Note:- While on antipsychotic medication need to check lipids, fasting glucose or HbA1c and weight at baseline, at 3 months, and periodically thereafter
- If no response to antipsychotic augmentation after 4 weeks at the maximally tolerated dose suggest tapering and removing the antipsychotic over several weeks to avoid unnecessary side effects
- If there is a good response to antipsychotic augmentation try to taper and remove the antipsychotic gradually after 6-9 months to avoid unnecessary side effects
- if remains on antipsychotic for more than one year check for tardive dyskinesia annually using the Abnormal Involuntary Movement Scale AIMS.pdf
- Note that this is considered an off-label use of this medication and side effects including metabolic and risk of tardive dyskinesia needs to be carefully discussed with the patient and consent obtained
Benzodiazepines
- Do not use in patients with a history of substance abuse or in elderly patients
- Not indicated for patients with PTSD or OCD
- For some patients with Panic Disorder who have frequent and debilitating panic attacks benzodiazepines could be used in the short term (6-8 weeks) to assist with adjustment to side effects of SSRI or SNRI and temporary reduction in panic attacks until the antidepressant takes effect, at which point they can be tapered off gradually (over 1-2 months)

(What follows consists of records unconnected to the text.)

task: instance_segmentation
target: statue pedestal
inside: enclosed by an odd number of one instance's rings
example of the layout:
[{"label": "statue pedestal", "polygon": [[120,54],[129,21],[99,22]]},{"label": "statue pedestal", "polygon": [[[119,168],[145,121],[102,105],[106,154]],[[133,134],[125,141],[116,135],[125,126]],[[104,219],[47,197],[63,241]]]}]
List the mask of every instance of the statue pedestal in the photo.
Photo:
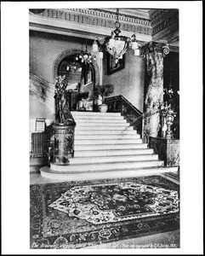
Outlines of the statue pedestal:
[{"label": "statue pedestal", "polygon": [[55,124],[54,165],[69,165],[69,159],[74,156],[74,131],[75,125]]}]

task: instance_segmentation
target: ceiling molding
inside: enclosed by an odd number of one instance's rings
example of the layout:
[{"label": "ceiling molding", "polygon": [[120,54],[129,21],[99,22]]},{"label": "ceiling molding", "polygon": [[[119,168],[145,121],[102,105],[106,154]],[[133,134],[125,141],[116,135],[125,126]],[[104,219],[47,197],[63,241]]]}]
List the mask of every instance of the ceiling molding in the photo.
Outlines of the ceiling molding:
[{"label": "ceiling molding", "polygon": [[[166,14],[167,15],[167,14]],[[178,12],[170,12],[166,19],[161,19],[160,23],[152,27],[152,36],[158,33],[161,31],[166,30],[168,26],[173,24],[177,24],[179,27],[179,13]]]},{"label": "ceiling molding", "polygon": [[[32,30],[41,30],[45,32],[50,32],[54,33],[60,33],[65,35],[72,35],[72,36],[77,36],[77,37],[85,37],[85,36],[80,36],[80,34],[85,33],[88,34],[90,38],[94,38],[95,36],[107,36],[111,34],[111,29],[109,26],[96,26],[94,23],[92,23],[92,26],[88,26],[88,23],[78,23],[76,21],[68,21],[65,19],[54,19],[48,16],[43,16],[39,15],[31,15],[29,17],[30,21],[30,29]],[[90,21],[90,20],[89,20]],[[106,23],[101,23],[102,25],[106,25]],[[90,24],[89,24],[90,25]],[[39,29],[39,26],[41,26]],[[128,26],[128,25],[127,25]],[[48,28],[53,27],[51,28]],[[44,28],[43,28],[44,27]],[[127,27],[128,30],[129,30],[128,26]],[[76,32],[77,32],[76,33]],[[142,32],[140,29],[139,32]],[[134,33],[133,31],[123,31],[122,32],[123,36],[126,37],[131,37],[131,35]],[[151,35],[143,34],[140,32],[136,32],[137,39],[139,41],[145,41],[149,42],[151,40]],[[93,35],[93,36],[91,36]]]}]

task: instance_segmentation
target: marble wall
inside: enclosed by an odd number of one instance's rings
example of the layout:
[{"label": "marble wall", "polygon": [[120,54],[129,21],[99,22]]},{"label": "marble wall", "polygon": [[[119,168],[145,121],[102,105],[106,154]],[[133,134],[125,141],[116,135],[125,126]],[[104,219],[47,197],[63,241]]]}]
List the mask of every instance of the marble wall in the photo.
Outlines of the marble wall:
[{"label": "marble wall", "polygon": [[150,137],[148,146],[154,149],[160,160],[164,160],[165,166],[179,166],[179,140]]}]

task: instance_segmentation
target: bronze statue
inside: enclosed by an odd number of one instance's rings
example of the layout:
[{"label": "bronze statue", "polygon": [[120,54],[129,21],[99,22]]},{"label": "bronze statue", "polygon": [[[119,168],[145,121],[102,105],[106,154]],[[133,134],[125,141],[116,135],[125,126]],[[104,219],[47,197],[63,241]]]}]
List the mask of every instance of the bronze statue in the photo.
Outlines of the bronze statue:
[{"label": "bronze statue", "polygon": [[75,124],[69,109],[69,97],[71,90],[66,90],[67,82],[65,75],[58,76],[55,81],[55,119],[57,123],[71,125]]}]

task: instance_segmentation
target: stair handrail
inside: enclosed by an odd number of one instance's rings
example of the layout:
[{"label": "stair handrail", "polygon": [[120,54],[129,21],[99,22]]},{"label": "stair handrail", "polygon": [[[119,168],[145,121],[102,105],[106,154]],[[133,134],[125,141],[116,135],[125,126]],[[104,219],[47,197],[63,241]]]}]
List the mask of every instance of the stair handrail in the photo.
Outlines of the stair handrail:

- For patients with chronic GAD and Social Anxiety Disorder, minimal depressive symptoms, no history of substance abuse and no response to CBT or other medication treatments (see above) longer term maintenance treatment could be considered in rare cases. This strategy needs to be assessed regularly for response, tolerance and abuse, with efforts made to decrease the dose and consider alternatives whenever possible.
- If using a benzodiazepine suggest starting with clonazepam 0.25 mg po qhs or bid and increasing the dose gradually in increments of 0.25-0.5 mg to a maximum dose of 2.0 mg if required. Patients should be instructed not to combine it with alcohol or other sedating drugs, and to avoid driving if sedated.